Coleta e análise dos enquadramentos: quais foram os enquadramentos interpretativos construídos em torno das questões tributárias em termos de diagnóstico e prognóstico. Material de coleta: documentos e postagens produzidos pelas organizações mobilizadas de cada movimento nos períodos selecionados. Para a análise de conteúdo será utilizado no NVivo versão Pro 12 que permite processo de codificação do extenso material empírico em categorias de análise (método de análise usado na minha pesquisa anterior em parceria com Euzeneia Carlos e Maria do Carmo Albuquerque; Chamada Universal – MCTI/CNPq Nº 14/2014)
Coleta e análise do repertório organizacional: quais foram estruturas organizacionais mobilizadas para o engajamento. Material de coleta: documentos produzidos pelos movimentos, material de mídia e entrevistas com ativistas. Os dados sobre as formas de organização serão analisados com a ajuda do aplicativo do Graph Commons que permite a sistematização e visualização das relações entre atores. Essa análise de rede será usada para identificar os clusters e conexões entre os membros (Osa, 2003).
Este desenho metodológico permitirá as seguintes análises:
Força dos argumentos: Comparação longitudinal dos enquadramentos entre dois conjuntos de movimentos ao longo de 20 anos, iluminando o lugar que as questões tributárias no que se refere aos impostos progressivos, taxa de juros e taxação de grandes fortunas ocupam na agenda desses movimentos. As mudanças e permanência poderão iluminar as questões da centralidade dos mecanismos da reprodução das desigualdades no Brasil.
Combate organizado?: Análise das formas de organização dos movimentos, iluminando o grau de mobilização e organização dos movimentos em janelas de oportunidade e ameaça.
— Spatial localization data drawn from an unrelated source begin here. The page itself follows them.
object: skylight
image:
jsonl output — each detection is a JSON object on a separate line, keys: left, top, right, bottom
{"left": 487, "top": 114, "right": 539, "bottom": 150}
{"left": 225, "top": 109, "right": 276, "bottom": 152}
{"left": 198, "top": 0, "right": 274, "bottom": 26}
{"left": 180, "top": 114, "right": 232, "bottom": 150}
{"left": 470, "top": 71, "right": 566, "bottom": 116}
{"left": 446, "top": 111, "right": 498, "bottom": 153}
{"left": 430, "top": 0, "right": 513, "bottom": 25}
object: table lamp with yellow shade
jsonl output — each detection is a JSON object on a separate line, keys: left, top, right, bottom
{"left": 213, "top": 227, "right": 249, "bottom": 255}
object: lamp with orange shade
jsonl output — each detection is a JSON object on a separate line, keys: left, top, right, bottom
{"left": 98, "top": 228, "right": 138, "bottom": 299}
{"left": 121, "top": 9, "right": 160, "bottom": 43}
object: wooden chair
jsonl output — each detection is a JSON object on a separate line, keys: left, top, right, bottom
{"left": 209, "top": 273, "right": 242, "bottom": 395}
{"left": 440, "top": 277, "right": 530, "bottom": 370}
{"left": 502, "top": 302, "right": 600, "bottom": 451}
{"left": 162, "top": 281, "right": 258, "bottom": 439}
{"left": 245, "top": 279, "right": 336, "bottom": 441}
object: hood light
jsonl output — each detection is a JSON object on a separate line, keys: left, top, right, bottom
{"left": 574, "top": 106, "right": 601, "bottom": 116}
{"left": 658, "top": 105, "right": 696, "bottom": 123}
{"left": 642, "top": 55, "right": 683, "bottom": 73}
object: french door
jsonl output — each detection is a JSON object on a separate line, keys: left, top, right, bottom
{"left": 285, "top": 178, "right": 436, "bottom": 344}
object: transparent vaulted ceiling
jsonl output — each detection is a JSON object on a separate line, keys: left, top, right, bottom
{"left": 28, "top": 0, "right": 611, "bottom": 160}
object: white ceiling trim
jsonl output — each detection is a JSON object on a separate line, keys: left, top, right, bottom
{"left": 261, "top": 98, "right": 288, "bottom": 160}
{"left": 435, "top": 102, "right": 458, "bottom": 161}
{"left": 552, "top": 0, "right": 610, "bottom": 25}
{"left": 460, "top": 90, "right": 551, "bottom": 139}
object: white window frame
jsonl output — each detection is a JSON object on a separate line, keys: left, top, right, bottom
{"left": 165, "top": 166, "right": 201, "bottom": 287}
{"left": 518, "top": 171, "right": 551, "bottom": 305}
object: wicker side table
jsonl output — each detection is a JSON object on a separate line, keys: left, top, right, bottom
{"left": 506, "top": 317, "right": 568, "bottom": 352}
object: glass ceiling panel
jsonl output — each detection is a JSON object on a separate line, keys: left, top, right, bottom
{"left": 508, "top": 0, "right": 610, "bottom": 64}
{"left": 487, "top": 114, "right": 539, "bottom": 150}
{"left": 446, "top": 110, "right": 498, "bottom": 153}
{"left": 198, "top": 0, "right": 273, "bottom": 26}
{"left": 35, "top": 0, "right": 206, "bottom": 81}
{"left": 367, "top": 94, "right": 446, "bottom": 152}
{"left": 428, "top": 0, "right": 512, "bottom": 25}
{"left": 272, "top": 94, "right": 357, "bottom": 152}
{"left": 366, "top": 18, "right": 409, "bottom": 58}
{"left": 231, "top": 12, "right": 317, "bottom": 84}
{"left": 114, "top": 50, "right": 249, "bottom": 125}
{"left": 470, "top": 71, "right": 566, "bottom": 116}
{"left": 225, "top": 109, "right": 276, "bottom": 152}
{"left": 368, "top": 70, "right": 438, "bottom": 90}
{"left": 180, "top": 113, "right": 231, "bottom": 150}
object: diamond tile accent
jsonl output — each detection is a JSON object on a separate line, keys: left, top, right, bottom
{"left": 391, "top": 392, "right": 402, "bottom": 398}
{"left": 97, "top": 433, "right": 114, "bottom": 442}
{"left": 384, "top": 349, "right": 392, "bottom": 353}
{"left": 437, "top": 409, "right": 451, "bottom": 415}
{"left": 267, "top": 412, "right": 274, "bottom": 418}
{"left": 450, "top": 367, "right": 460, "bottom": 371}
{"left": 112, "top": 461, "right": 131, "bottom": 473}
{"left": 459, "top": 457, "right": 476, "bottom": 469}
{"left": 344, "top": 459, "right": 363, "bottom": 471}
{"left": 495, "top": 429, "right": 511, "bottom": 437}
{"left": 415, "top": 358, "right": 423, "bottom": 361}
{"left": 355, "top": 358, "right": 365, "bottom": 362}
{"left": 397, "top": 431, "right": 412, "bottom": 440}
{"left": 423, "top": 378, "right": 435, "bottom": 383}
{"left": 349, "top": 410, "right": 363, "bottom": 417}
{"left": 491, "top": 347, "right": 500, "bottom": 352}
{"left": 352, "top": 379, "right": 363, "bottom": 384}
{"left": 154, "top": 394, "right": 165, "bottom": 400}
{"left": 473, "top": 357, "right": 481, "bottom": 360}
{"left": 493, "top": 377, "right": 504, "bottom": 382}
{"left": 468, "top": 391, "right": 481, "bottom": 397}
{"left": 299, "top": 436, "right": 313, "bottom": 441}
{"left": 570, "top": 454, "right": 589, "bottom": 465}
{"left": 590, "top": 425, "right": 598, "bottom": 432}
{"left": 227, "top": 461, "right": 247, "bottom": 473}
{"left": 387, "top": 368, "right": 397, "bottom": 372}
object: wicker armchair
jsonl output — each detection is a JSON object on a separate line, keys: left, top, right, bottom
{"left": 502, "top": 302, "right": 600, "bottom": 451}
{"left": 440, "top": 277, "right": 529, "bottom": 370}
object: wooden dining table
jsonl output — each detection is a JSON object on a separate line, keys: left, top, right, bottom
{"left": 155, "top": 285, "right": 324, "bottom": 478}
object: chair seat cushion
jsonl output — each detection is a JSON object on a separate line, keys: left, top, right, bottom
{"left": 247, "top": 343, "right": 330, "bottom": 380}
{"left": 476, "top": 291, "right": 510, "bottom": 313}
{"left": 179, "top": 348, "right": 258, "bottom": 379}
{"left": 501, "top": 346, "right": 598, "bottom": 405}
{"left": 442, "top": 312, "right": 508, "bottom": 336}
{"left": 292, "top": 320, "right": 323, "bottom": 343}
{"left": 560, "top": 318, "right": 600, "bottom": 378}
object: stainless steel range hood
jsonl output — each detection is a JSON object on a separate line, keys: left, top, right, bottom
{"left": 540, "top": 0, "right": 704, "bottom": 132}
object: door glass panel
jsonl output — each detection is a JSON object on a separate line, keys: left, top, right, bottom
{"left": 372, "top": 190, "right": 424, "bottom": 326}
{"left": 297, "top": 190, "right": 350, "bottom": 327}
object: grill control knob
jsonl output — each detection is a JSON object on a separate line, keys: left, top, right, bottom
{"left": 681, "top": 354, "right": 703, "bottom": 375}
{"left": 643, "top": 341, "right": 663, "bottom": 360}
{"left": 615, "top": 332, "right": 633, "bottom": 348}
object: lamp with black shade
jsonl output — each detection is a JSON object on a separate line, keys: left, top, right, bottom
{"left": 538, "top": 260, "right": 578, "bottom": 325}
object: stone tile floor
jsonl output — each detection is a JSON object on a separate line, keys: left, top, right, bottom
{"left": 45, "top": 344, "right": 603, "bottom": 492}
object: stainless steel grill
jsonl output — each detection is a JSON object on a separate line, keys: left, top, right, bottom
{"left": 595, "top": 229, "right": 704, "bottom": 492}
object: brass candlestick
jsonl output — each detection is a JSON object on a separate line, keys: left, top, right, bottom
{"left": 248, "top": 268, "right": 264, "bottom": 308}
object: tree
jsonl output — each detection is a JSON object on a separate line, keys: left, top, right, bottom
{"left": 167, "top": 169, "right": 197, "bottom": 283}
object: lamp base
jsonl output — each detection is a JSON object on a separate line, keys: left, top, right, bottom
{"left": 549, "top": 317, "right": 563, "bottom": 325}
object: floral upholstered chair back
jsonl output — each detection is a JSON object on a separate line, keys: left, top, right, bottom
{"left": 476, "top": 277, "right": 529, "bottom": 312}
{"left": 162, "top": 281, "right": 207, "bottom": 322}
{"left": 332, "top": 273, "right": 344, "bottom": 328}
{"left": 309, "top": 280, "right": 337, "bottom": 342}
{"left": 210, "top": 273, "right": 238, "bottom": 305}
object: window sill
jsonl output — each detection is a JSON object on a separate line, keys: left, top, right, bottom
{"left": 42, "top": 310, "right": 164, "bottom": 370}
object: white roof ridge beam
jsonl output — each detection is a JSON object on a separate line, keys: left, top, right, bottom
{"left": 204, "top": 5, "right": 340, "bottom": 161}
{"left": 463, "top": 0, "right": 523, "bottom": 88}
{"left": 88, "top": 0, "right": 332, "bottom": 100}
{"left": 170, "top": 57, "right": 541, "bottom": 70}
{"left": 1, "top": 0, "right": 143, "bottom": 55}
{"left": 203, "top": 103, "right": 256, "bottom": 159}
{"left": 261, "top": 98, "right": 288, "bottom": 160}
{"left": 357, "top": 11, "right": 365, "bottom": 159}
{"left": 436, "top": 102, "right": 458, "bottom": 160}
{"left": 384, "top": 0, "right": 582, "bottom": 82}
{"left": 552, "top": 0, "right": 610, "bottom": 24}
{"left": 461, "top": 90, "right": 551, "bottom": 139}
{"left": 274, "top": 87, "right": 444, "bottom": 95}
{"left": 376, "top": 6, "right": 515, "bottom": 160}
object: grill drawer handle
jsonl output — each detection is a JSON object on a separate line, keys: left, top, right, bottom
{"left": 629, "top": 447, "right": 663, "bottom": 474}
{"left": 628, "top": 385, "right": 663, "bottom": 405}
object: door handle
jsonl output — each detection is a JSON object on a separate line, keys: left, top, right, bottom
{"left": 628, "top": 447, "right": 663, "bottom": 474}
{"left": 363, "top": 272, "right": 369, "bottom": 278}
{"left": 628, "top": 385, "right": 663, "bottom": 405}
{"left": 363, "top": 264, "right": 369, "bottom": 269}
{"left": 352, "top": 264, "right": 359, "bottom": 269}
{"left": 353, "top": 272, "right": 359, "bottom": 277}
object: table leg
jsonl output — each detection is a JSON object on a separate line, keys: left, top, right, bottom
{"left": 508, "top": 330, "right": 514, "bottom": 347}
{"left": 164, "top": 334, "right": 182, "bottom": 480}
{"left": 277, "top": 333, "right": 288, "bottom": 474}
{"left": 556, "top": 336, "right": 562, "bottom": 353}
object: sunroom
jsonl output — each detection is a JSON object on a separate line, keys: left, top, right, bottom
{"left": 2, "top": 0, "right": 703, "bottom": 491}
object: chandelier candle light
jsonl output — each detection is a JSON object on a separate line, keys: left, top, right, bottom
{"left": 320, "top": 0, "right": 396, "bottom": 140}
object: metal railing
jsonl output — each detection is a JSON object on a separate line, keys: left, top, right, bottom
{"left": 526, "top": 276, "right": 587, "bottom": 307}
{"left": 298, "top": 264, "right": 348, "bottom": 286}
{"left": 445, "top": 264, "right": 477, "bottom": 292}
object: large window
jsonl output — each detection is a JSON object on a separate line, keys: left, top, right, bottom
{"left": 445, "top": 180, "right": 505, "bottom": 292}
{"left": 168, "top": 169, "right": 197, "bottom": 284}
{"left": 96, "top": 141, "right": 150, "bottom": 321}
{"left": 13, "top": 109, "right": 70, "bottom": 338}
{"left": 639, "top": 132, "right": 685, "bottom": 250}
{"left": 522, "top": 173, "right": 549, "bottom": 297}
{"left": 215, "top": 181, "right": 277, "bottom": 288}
Contexto: análise da mídia e levantamento de surveys de opinião pública
Em cada uma dos três momentos selecionados, a pesquisa recorrerá aos surveys de opinião pública em que as questões da taxa de juros, taxação de grandes fortunas e impostos progressivos foram avaliados pela população. Aqui, serão aproveitadas as escolhas metodológicas de Arretche e Araujo (2017) que usaram diferentes fontes de dados para entender o conservadorismo econômico, mais especificamente as opiniões dos cidadãos e cidadãs brasileiros sobre a intervenção social do Estado para reduzir desigualdades econômicas. A cobertura da imprensa será realizada junto a dois jornais de circulação nacional, restringindo-se às matérias das capas (Fernandes, Pereira e Silva, 2022; Carvalho et al., 2022).